Cyberleek e il Leak di GTA VI: Immagini Rubate e un Appello Anti-Consumatore

A partire dal 18 agosto, Cyberleek ha inondato la rete con video e screenshot provenienti da una build giocabile di Grand Theft Auto VI. Il titolo, atteso per il 19 novembre 2026, è stato al centro di questa rivelazione precoce grazie alla presenza del protagonista Jason Duval, che si vede guidare in autostrada, giocare a basket, affrontare combattimenti e volare su un piccolo aereo all’interno dello stato immaginario di Leonida. In uno dei filmati più recenti, diffuso il 20 agosto, si è visto il personaggio scrivere la parola "LEEK" contro un muro con proiettili, confermando l'origine del leak. Rockstar Games e Take-Two Interactive non hanno rilasciato dichiarazioni ufficiali sull’autenticità delle immagini, ma hanno avviato rapidamente procedimenti legali per violazione del copyright sui video circolati sui social network. Nonostante queste azioni, i filmati sono continuati a diffondersi ampiamente, suggerendo la loro veridicità.
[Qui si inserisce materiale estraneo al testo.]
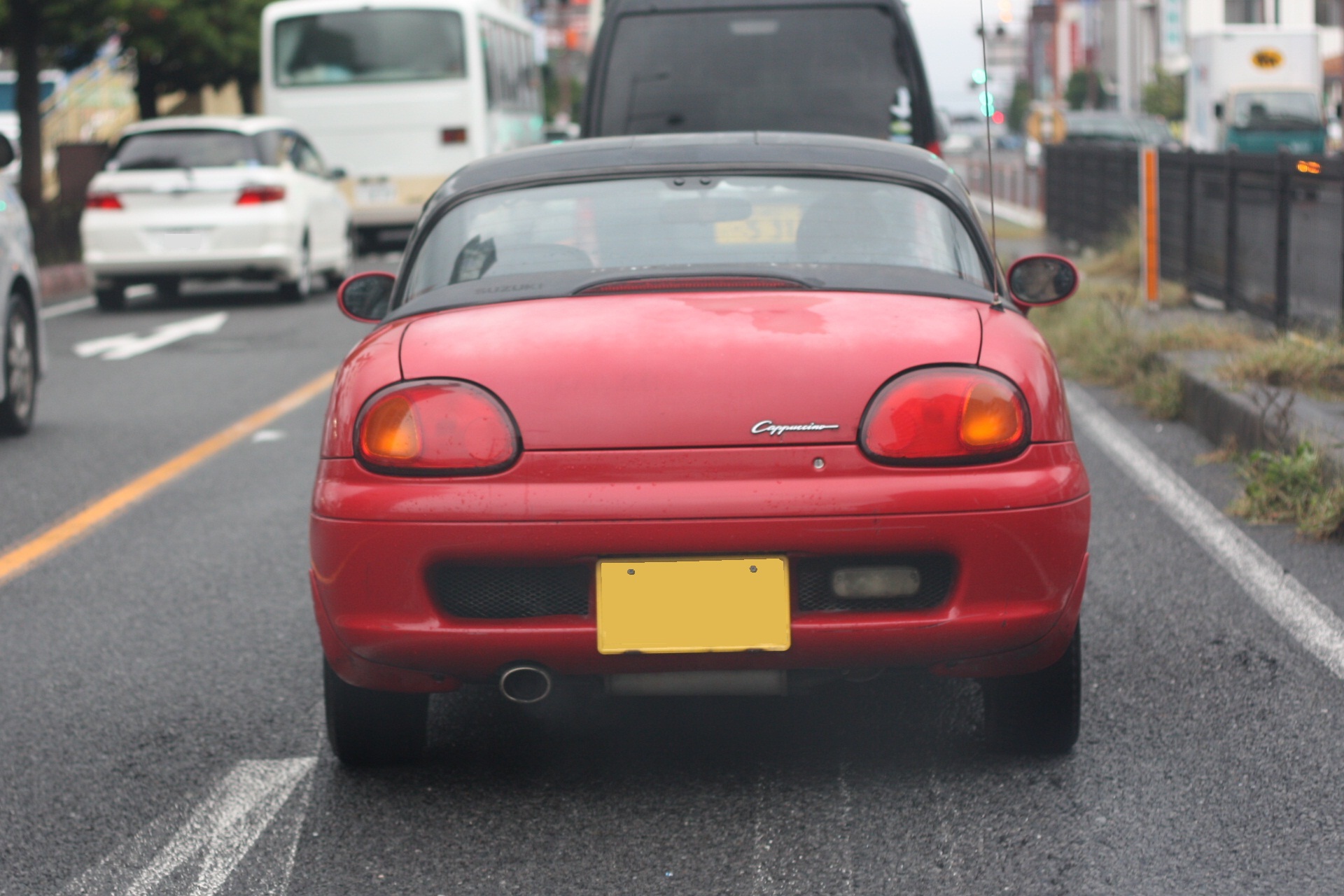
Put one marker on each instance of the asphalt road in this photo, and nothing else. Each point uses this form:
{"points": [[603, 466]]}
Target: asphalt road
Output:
{"points": [[162, 732]]}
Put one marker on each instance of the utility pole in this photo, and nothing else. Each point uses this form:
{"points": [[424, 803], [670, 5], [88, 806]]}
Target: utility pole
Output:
{"points": [[26, 33]]}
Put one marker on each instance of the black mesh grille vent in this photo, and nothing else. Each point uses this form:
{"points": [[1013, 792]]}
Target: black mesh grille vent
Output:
{"points": [[510, 593], [812, 580]]}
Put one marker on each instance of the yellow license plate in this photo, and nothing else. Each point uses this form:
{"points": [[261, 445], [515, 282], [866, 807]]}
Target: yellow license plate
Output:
{"points": [[698, 605], [773, 225]]}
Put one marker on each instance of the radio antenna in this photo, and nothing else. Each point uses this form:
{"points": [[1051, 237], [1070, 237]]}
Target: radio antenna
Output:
{"points": [[990, 147]]}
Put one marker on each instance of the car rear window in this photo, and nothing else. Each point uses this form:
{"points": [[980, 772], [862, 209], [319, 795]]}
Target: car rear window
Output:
{"points": [[830, 70], [620, 227], [185, 149]]}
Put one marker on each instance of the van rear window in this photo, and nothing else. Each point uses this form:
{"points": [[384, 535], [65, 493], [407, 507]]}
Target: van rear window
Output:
{"points": [[830, 70]]}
Cyberleek ha accompagnato il leak con un manifesto che denuncia pratiche considerate "anti-consumatore": l’abolizione delle prenotazioni digitali senza recensioni indipendenti, la fine dei contenuti scaricabili a pagamento che frammentano l'esperienza in singolo giocatore e la garanzia di accesso offline ai contenuti acquistati. Un appello ormai condiviso da molti appassionati e youtuber indipendenti, tra cui anche l’italiano Davide Persiani (aka Falconero), che da anni evidenzia anomalie e pratiche scorrette nel settore. Il gruppo Cyberleek ha dichiarato che continuerà a diffondere materiale fino a quando Rockstar e Take-Two non si scuseranno pubblicamente e dimostreranno un impegno concreto al cambiamento. Per alimentare ulteriormente il clamore, Cyberleek ha lanciato una criptovaluta amatoriale senza valore garantito, il cui prezzo è determinato dall'interesse degli utenti che la comprano e la scambiano. Presentata come finanziamento per un "progetto misterioso" a sostegno dei diritti dei videogiocatori, l’iniziativa è stata interpretata da molti come un tentativo di sfruttare l’attenzione mediatica generata dal leak per ottenere profitti. Le conseguenze del leak si sono fatte sentire pesantemente nei mercati finanziari. Il titolo Take-Two Interactive ha subito una flessione del 6,3% in meno di due giorni, con una perdita di capitalizzazione di mercato pari a circa 2,83 miliardi di dollari. Le azioni TTWO hanno chiuso la seduta a 240,15 dollari, segnando un parziale recupero.